Eventdisplay · GernotMaier · May 14, 2026 · May 11, 2026 · May 11, 2026 · May 11, 2026
diff --git a/docs/changes/58.feature.md b/docs/changes/58.feature.md
@@ -0,0 +1 @@
+Add TMVA-style gamma/hadron separation with the same features as TMVA BDT classification analysis.
diff --git a/src/eventdisplay_ml/config.py b/src/eventdisplay_ml/config.py
@@ -149,12 +149,23 @@ def configure_training(analysis_type):
         model_parameters = utils.load_model_parameters(
             model_configs["model_parameters"], model_configs["energy_bin_number"]
         )
+        tmva_style_raw = model_parameters.get("tmva_style", False)
+        if isinstance(tmva_style_raw, str):
+            model_configs["tmva_style"] = tmva_style_raw.strip().lower() in {
+                "1",
+                "true",
+                "yes",
+                "on",
+            }
+        else:
+            model_configs["tmva_style"] = bool(tmva_style_raw)
         model_configs["pre_cuts"] = pre_cuts_classification(
             e_min=np.power(10.0, model_parameters.get("energy_bins_log10_tev", []).get("E_min")),
             e_max=np.power(10.0, model_parameters.get("energy_bins_log10_tev", []).get("E_max")),
         )
         model_configs["energy_bins_log10_tev"] = model_parameters.get("energy_bins_log10_tev", [])
         model_configs["zenith_bins_deg"] = model_parameters.get("zenith_bins_deg", [])
+        _logger.info(f"TMVA-style classification: {model_configs['tmva_style']}")
 
     _logger.info(f"Pre-cuts: {model_configs['pre_cuts']}")
 

diff --git a/src/eventdisplay_ml/data_processing.py b/src/eventdisplay_ml/data_processing.py
@@ -51,7 +51,6 @@ def read_telescope_config(root_file):
 
     n_tel = int(telconfig_data["NTel"][0])
     tel_ids = telconfig_data["TelID"]
-    # Keep array of mirror areas; avoid shadowing this name later
     mirror_area_arr = telconfig_data["MirrorArea"]
     tel_x = telconfig_data["TelX"]
     tel_y = telconfig_data["TelY"]
@@ -130,7 +129,15 @@ def _resolve_branch_aliases(tree, branch_list):
     resolved = [b for b in resolved if b not in synthesized]
 
     # Drop missing optional branches
-    optional = {"fpointing_dx", "fpointing_dy", "E", "Erec", "ErecS", "nlowgain"}
+    optional = {
+        "fpointing_dx",
+        "fpointing_dy",
+        "E",
+        "Erec",
+        "ErecS",
+        "nlowgain",
+        "SizeSecondMax",
+    }
     final = [b for b in resolved if b not in optional or b in keys]
 
     return final, rename
@@ -797,7 +804,17 @@ def load_training_data(model_configs, file_list, analysis_type):
 
     input_files = utils.read_input_file_list(file_list)
 
-    branch_list = features_module.features(analysis_type, training=True)

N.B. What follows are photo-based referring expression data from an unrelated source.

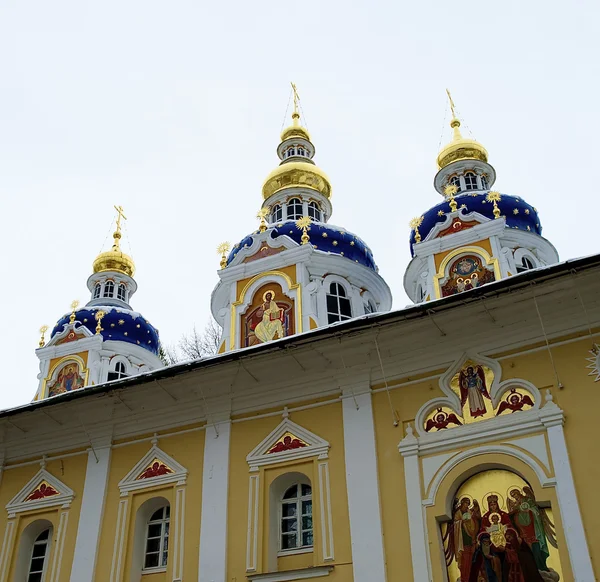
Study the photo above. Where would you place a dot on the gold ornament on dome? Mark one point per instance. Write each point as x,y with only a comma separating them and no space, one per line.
115,259
414,225
494,197
99,315
74,306
460,148
262,215
43,331
222,250
304,225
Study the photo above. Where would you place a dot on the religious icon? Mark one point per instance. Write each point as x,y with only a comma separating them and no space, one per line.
268,318
473,390
68,379
441,419
532,524
515,401
516,543
466,273
272,319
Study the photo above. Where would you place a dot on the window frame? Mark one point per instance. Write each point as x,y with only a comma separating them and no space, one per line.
471,182
299,500
344,295
291,208
164,521
109,290
37,543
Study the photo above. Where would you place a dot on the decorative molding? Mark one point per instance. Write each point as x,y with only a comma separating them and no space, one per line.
252,535
19,502
260,455
133,482
289,575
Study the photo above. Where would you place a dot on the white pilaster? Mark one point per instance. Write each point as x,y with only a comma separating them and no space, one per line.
581,563
368,560
409,448
213,525
90,518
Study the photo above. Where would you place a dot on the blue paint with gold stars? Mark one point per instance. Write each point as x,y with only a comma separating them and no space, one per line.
117,325
517,212
323,237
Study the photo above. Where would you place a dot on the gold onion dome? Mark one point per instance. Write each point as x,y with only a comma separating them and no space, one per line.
460,148
295,172
115,259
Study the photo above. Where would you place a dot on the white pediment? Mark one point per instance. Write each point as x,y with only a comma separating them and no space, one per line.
42,491
288,441
154,468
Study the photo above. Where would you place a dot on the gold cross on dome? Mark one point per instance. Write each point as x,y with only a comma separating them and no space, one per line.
296,97
120,215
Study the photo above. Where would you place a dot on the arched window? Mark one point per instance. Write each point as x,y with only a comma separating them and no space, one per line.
338,305
157,539
38,561
109,289
296,527
470,181
455,181
294,209
526,265
277,213
314,211
120,372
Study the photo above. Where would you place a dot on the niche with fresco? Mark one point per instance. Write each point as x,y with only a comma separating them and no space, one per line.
500,532
270,316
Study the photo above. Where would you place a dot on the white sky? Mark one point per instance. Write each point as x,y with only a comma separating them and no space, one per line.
173,109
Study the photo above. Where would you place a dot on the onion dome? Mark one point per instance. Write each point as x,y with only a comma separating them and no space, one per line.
460,148
297,169
324,238
117,324
115,259
515,210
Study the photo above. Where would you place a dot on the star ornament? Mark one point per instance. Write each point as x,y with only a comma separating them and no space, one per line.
303,223
594,362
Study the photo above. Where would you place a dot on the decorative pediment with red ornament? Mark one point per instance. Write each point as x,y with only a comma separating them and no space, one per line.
155,468
42,491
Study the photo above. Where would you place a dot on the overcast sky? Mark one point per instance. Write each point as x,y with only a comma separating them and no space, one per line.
174,109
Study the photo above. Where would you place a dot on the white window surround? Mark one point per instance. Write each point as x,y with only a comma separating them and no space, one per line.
289,575
131,483
260,456
18,504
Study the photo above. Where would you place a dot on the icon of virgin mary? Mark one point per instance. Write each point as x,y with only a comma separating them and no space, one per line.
271,324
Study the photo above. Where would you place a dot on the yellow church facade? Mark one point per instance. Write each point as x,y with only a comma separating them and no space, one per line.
330,437
355,399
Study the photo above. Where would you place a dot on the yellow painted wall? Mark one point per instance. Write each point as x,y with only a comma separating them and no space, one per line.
187,449
71,472
326,422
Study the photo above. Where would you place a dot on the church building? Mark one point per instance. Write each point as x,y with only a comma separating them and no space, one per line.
330,437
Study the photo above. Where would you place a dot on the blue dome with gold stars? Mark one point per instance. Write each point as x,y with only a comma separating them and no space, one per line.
517,212
118,324
323,237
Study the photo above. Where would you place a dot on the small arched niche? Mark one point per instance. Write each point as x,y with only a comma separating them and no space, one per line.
269,316
144,519
30,544
500,531
290,521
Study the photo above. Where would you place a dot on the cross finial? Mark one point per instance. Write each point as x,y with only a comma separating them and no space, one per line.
296,114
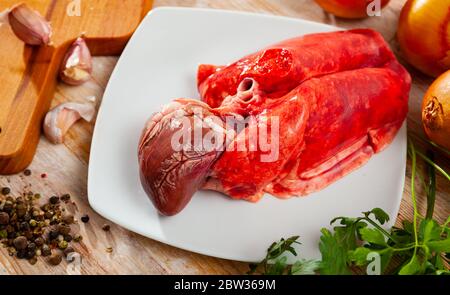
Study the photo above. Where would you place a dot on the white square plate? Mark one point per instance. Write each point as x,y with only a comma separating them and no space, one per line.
158,65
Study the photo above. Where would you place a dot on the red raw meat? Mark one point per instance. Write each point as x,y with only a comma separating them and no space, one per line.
283,66
339,98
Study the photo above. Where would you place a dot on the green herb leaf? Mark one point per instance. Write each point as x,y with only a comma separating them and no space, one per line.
305,267
414,266
334,253
440,246
359,255
380,215
373,236
429,230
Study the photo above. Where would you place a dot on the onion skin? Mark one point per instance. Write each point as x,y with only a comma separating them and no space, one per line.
436,111
348,8
424,35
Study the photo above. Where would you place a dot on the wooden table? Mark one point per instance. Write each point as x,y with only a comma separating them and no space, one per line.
67,165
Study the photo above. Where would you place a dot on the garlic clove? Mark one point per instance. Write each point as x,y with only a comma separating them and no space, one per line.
59,120
29,26
76,67
4,17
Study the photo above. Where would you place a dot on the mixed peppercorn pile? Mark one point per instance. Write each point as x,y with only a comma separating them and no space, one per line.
29,230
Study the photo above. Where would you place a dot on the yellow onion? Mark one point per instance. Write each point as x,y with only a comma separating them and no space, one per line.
436,111
424,35
350,8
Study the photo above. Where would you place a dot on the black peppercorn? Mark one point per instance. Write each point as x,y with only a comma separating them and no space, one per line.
6,191
39,241
21,254
53,234
46,251
4,218
54,200
65,197
20,243
85,218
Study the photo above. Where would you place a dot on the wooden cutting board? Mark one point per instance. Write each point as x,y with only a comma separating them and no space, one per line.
29,74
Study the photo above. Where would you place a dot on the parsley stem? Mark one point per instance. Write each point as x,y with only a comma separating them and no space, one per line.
380,229
426,159
413,190
431,192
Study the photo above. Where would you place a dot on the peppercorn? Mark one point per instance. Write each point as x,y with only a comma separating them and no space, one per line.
65,197
39,241
20,242
48,214
4,218
32,260
27,216
8,206
31,246
21,254
6,191
46,251
62,245
68,250
28,234
55,259
21,210
63,229
54,200
33,223
53,234
68,218
85,218
30,254
78,238
24,226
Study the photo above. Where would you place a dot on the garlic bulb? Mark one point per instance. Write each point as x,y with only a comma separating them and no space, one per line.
76,67
29,26
59,120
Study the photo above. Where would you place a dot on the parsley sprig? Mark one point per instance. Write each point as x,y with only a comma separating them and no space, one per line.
420,246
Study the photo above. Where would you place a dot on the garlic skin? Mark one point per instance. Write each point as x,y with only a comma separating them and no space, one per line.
76,67
29,26
59,120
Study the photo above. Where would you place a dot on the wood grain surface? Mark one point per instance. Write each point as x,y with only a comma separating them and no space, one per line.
66,165
31,71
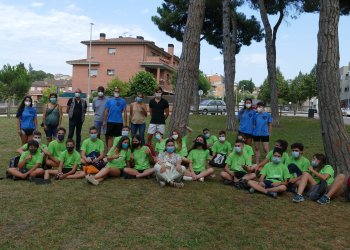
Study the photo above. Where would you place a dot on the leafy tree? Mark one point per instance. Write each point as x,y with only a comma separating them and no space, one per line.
143,82
282,89
247,85
116,82
14,82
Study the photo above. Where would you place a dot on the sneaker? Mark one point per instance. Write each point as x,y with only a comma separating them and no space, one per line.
298,198
92,180
177,184
324,200
228,182
272,194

+    tmva_style = model_configs.get("tmva_style", False)
+    if tmva_style and analysis_type == "classification":
+        _logger.info("Using TMVA-style features for classification")
+        branch_list = features_module.features_tmva_style(analysis_type, training=True)
+        # ze_bin is a derived feature and not present in ROOT input.
+        # Read elevation as auxiliary input to derive ze_bin.
+        branch_list = [b for b in branch_list if b not in {"ze_bin", "ArrayPointing_Azimuth"}] + [
+            "ArrayPointing_Elevation"
+        ]
+    else:
+        branch_list = features_module.features(analysis_type, training=True)
     _logger.info(f"Branch list: {branch_list}")
     if max_events is not None and max_events > 0:
         max_events_per_file = max_events // len(input_files)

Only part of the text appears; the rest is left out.